A 72-year-old woman is evaluated during a routine visit. She has a 30-pack-year smoking history and quit 5 years ago. She has a history of mild COPD and breast cancer diagnosed 15 years ago, currently in remission. A chest radiograph from 5 years ago showed no signs of disease recurrence. Medications are albuterol and tiotropium inhalers.
On physical examination, vital signs are normal. Lung examination reveals prolonged expiration and diminished breath sounds throughout. The breast examination is unremarkable.
A screening low-dose chest CT scan shows a peripheral 9-mm solid pulmonary nodule in the left upper lobe and emphysema but no mediastinal or hilar lymphadenopathy and no pleural effusion. A PET/CT scan using fluorodeoxyglucose (FDG) is performed and the nodule is intensely hypermetabolic. There is no evidence of distant uptake.
Which of the following is the most appropriate management?
A. Bronchoscopy with biopsy
B. Serial chest CT scans
C. Surgical wedge resection
D. Transthoracic needle aspiration
MKSAP Answer and Critique
The correct answer is C. Surgical wedge resection. This content is available to MKSAP 18 subscribers as Question 35 in the Pulmonary and Critical Care section. More information about MKSAP is available online.
Definitive treatment is recommended for this patient and, therefore, a surgical wedge resection is appropriate. She has several risk factors for malignancy, including age, size of the nodule, upper-lobe location of the nodule, smoking history, and history of malignancy. In addition, the PET/CT scan showed fludeoxyglucose avidity, confirming the high probability of malignancy but without evidence of distant metastasis. As with subcentimeter nodules, the availability of previous imaging of the chest to assess the stability or growth of these lesions is helpful. An enlarging or new pulmonary nodule warrants more aggressive evaluation with tissue diagnosis or excision depending on the nodule's pretest probability of malignancy. The first step when evaluating a solid pulmonary nodule that is larger than 8 mm is to estimate the probability of malignancy. This can be done either clinically or using quantitative models and should place the patient in one of three categories: low probability (less than 5%), intermediate probability (5% to 65%), or high probability (greater than 65%). This is most useful when nodules are 8-30 mm. If the lesion is larger than 30 mm, the likelihood of malignancy is so high that it typically is resected; in contrast, when the lesion is smaller than 8 mm, the likelihood of malignancy is low and the patient should undergo routine radiological surveillance with serial CT scans.

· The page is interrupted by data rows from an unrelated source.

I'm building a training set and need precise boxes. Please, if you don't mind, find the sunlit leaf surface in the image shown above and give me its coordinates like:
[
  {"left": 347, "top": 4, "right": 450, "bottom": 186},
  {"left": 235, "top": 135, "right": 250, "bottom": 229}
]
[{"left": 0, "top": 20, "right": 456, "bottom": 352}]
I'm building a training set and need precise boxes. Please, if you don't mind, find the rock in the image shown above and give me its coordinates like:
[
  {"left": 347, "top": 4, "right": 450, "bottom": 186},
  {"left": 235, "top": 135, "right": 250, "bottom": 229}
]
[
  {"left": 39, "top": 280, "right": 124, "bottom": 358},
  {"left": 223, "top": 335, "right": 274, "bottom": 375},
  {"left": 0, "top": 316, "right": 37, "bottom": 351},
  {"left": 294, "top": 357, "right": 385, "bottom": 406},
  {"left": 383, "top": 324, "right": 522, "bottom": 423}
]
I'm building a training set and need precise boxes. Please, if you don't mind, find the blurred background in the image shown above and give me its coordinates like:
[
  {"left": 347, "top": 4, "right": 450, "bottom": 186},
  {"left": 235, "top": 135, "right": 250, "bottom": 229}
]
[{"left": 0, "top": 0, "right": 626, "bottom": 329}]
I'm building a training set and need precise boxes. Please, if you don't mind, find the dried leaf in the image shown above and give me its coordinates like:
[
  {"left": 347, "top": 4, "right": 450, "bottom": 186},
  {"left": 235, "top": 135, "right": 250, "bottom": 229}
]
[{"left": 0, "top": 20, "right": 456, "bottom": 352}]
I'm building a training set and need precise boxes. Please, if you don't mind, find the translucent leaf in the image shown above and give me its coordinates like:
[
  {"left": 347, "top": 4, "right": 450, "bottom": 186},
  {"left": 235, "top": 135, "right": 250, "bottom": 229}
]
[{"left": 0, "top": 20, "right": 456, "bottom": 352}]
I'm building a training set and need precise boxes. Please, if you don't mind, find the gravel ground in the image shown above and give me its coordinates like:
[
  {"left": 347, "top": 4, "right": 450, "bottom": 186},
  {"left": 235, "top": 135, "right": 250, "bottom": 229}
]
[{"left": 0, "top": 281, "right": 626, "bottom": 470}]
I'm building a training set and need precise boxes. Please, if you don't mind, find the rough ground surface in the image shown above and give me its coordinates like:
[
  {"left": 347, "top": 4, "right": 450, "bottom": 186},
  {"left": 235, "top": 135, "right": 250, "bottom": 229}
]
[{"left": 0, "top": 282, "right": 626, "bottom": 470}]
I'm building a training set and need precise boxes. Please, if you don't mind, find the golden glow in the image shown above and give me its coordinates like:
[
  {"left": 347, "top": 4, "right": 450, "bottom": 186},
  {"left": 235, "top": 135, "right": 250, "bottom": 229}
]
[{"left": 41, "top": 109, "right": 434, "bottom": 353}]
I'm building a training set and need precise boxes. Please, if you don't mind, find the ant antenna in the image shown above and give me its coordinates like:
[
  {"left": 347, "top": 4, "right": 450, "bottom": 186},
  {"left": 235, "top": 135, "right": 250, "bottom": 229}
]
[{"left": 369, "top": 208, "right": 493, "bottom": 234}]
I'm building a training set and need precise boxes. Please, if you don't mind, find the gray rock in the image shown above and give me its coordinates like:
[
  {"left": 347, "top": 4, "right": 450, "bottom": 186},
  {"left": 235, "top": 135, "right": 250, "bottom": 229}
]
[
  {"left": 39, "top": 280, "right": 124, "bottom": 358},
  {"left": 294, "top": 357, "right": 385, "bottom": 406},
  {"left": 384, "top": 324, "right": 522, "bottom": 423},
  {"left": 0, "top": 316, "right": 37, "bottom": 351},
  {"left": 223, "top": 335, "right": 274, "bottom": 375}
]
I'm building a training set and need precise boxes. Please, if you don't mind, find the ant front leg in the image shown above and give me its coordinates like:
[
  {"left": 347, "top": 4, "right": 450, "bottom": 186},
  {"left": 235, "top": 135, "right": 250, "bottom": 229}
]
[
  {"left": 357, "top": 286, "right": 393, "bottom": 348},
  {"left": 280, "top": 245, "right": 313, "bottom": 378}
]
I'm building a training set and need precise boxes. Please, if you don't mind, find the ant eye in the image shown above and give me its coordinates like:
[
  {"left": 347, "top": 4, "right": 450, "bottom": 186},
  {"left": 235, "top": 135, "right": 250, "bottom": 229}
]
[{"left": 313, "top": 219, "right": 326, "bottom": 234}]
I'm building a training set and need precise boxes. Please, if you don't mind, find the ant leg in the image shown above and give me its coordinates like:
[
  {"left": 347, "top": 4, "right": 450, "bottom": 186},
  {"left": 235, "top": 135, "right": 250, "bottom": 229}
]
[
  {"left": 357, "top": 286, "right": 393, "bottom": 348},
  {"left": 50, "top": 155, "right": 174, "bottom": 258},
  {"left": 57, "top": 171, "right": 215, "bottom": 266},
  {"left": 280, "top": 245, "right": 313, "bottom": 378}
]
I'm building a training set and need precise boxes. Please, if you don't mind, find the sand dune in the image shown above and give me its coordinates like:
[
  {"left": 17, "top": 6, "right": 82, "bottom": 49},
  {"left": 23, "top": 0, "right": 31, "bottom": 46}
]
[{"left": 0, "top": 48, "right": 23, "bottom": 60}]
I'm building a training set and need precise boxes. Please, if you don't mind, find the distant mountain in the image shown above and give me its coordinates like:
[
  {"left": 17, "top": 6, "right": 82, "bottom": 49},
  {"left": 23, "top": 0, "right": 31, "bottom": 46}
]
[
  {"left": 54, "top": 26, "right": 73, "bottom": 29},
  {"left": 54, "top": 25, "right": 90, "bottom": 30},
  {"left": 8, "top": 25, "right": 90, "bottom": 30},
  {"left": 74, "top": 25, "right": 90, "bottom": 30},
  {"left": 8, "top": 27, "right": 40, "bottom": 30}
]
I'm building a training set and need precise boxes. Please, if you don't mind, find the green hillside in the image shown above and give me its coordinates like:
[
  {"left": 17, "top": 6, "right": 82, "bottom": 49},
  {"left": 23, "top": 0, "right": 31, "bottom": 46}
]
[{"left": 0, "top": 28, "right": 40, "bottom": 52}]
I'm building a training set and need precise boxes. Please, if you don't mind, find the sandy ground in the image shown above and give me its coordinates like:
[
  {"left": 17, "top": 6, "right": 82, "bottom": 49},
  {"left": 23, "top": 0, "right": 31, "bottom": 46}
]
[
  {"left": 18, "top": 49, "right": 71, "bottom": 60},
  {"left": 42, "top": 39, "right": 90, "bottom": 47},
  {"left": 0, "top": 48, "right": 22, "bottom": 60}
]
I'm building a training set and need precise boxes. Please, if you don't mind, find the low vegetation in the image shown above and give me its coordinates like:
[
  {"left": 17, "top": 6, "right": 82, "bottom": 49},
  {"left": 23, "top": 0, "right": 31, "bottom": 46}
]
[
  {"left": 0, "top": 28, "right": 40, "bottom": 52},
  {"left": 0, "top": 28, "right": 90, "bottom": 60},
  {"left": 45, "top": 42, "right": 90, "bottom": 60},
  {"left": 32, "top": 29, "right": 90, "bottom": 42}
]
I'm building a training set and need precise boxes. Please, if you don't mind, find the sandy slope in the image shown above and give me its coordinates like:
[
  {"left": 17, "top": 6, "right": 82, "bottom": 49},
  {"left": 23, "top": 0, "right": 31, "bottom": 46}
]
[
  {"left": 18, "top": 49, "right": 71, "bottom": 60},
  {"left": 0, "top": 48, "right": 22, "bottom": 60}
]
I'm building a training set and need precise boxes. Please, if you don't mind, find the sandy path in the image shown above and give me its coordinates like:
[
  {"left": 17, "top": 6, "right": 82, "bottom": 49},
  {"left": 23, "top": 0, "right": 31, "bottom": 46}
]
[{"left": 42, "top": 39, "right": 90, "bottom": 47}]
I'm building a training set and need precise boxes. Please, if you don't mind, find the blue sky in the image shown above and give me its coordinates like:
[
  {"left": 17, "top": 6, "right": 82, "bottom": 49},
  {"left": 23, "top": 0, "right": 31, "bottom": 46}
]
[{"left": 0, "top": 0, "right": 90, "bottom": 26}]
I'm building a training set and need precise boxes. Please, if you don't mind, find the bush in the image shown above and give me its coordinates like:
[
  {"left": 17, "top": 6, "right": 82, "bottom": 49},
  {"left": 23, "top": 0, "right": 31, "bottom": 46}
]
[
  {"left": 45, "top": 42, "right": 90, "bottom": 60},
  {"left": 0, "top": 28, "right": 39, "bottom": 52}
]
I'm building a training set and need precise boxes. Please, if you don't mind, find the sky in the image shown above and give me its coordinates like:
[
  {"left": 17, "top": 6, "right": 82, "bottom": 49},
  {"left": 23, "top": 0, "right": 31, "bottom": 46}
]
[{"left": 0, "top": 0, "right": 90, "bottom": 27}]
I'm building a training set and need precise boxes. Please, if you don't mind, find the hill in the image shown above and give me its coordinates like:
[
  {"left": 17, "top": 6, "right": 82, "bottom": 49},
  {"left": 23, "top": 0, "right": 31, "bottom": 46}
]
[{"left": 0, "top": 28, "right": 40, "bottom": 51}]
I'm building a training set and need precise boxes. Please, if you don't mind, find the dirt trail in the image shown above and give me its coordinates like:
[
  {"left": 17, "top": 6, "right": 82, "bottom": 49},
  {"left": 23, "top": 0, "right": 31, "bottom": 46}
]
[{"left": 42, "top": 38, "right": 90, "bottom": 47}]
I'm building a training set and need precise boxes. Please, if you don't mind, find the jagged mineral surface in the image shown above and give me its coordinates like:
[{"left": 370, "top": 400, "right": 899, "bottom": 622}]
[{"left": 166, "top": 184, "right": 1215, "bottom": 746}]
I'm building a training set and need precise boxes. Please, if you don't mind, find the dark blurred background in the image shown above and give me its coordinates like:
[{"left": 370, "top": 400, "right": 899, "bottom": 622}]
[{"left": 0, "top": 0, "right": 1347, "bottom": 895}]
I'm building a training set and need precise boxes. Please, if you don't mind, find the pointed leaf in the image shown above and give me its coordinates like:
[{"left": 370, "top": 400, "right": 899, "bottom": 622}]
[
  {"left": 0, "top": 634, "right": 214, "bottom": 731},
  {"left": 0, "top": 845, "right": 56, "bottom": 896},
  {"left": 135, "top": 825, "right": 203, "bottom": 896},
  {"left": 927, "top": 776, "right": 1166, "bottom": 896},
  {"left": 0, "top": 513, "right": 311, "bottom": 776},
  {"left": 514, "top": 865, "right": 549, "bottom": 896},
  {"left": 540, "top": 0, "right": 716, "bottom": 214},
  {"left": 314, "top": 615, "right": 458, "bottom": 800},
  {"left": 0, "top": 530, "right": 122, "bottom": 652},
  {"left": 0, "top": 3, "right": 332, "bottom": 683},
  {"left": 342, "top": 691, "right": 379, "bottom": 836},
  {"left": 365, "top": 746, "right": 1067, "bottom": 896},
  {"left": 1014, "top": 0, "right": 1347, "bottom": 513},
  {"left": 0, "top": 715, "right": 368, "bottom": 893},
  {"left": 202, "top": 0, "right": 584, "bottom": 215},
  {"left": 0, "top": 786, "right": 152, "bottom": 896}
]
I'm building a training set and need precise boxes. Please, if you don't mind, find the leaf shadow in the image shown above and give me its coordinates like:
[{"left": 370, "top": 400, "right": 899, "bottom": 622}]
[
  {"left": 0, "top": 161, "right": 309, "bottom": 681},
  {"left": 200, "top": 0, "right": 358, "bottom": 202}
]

Biopsy of the nodule or a transthoracic approach is preferred when the probability of malignancy is intermediate (5% to 65%) and would not be appropriate for this patient with a hypermetabolic nodule on PET/CT scan suggesting a high probability of malignancy. Furthermore, the sampling procedure is chosen according to size and location of the nodule, availability, and local expertise. Typically, peripheral nodules are sampled using CT-guided transthoracic needle aspiration, and more central lesions are sampled using bronchoscopic techniques. This lesion is described as peripheral.
Radiologic surveillance with serial CT scans is preferred if the probability of malignancy is low (less than 5%).
This patient's lung nodule is highly suspicious for malignancy on CT/PET scan so sampling with CT-guided transthoracic needle aspiration is not indicated.
- Patients with a solid indeterminate lung nodule larger than 8 mm and high probability of malignancy should be staged using a PET/CT scan followed by definitive management.